5) Le recourant conclut à la restitution de l’effet suspensif au motif principalement que le congé serait nul compte tenu de son incapacité de travail, dûment prouvée par certificats médicaux, lors de son licenciement. La Ville de Carouge conteste pour sa part la réalité de l'incapacité de travail.

a. Si le congé est nul, le contrat perdurera et la restitution, ou non, de l’effet suspensif sera sans effet sur la fin des rapports de service.

b. Si le congé a été valablement donné et que la chambre de céans devait ordonner la restitution de l’effet suspensif, elle rendrait une décision allant au-delà des compétences qui sont les siennes sur le fond, de sorte qu’il n’y a pas lieu de procéder en l’espèce à une pesée des intérêts en présence (ATA/182/2012 du 3 avril 2012 consid. 5 ; ATA/107/2012 du 22 février 2012 ; ATA/92/2012 du 17 février 2012 ; ATA/371/2011 du 7 juin 2011 ; ATA/343/2011 du 25 mai 2011 ; ATA/160/2011 du 11 mars 2011 ; ATA/627/2010 du 8 septembre 2010 ; ATA/388/2009 du 11 août 2009 ; ATA/341/2009 du 21 juillet 2009 et les références citées).

6) La demande de restitution de l'effet suspensif sera ainsi rejetée, le sort des frais de la procédure étant réservé jusqu'à droit jugé au fond.
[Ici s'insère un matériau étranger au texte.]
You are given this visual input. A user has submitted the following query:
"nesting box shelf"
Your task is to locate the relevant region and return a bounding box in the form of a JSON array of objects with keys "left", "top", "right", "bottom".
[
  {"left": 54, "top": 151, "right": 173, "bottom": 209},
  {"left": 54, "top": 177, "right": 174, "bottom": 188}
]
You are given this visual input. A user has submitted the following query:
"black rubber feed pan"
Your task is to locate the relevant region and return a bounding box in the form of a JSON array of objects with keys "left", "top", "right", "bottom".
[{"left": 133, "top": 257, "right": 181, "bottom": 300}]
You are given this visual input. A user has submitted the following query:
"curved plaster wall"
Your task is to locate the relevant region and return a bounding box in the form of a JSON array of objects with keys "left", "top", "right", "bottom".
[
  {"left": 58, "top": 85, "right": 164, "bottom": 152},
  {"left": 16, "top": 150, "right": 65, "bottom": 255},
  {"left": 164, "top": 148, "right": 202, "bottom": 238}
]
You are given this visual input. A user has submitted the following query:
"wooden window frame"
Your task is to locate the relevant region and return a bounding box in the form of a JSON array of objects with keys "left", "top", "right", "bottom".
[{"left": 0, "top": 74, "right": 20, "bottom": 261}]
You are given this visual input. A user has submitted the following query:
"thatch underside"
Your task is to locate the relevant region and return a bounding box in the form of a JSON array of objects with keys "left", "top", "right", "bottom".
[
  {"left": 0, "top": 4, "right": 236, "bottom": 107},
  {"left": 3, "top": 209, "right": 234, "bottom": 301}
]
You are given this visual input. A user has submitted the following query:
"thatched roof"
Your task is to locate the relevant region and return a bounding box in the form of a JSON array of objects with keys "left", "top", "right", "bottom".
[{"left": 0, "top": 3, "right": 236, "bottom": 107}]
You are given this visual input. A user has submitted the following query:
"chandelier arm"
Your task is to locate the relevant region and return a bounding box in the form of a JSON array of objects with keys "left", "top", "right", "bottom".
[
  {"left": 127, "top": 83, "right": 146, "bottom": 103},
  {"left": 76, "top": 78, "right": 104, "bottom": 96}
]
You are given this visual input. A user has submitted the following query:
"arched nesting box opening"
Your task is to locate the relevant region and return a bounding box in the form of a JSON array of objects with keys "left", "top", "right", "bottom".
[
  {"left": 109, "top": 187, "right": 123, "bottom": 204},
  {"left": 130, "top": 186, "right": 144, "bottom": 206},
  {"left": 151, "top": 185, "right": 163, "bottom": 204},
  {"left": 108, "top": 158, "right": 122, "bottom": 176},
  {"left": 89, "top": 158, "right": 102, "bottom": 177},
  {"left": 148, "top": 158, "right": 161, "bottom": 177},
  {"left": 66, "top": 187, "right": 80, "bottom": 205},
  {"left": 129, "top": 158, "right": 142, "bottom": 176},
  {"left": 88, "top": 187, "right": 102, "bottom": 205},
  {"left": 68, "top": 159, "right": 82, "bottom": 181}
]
7) La chambre administrative entendant procéder à l'audition des deux médecins traitants du recourant dans les meilleurs délais dès leur retour à Genève, les parties sont invitées à prendre les dispositions nécessaires afin d'être présentes ou représentées lors d'audiences susceptibles d'êtes convoquées à bref délai durant le mois d'août 2014.

LA CHAMBRE ADMINISTRATIVE

rejette la demande de restitution de l’effet suspensif au recours ;

dit qu'il sera procédé dans les meilleurs délais à l'audition des deux médecins traitants de M. A______ ;

réserve le sort des frais de la procédure jusqu’à droit jugé au fond ;

 

dit que, conformément aux art. 82 ss de la loi fédérale sur le Tribunal fédéral du 17 juin 2005 (LTF - RS 173.110), la présente décision peut être portée dans les trente jours qui suivent sa notification par-devant le Tribunal fédéral, par la voie du recours en matière de droit public ; le mémoire de recours doit indiquer les conclusions, motifs et moyens de preuve et porter la signature du recourant ou de son mandataire ; il doit être adressé au Tribunal fédéral, 1000 Lausanne 14, par voie postale ou par voie électronique aux conditions de l’art. 42 LTF. La présente décision et les pièces en possession du recourant, invoquées comme moyens de preuve, doivent être joints à l’envoi ;

communique la présente décision, en copie, à Me Romain Jordan, avocat du recourant ainsi qu'à Me François Bellanger, avocat de la commune de Carouge.

 

 

 

Le président :

 

 

Ph. Thélin

 

 

Copie conforme de cette décision a été communiquée aux parties.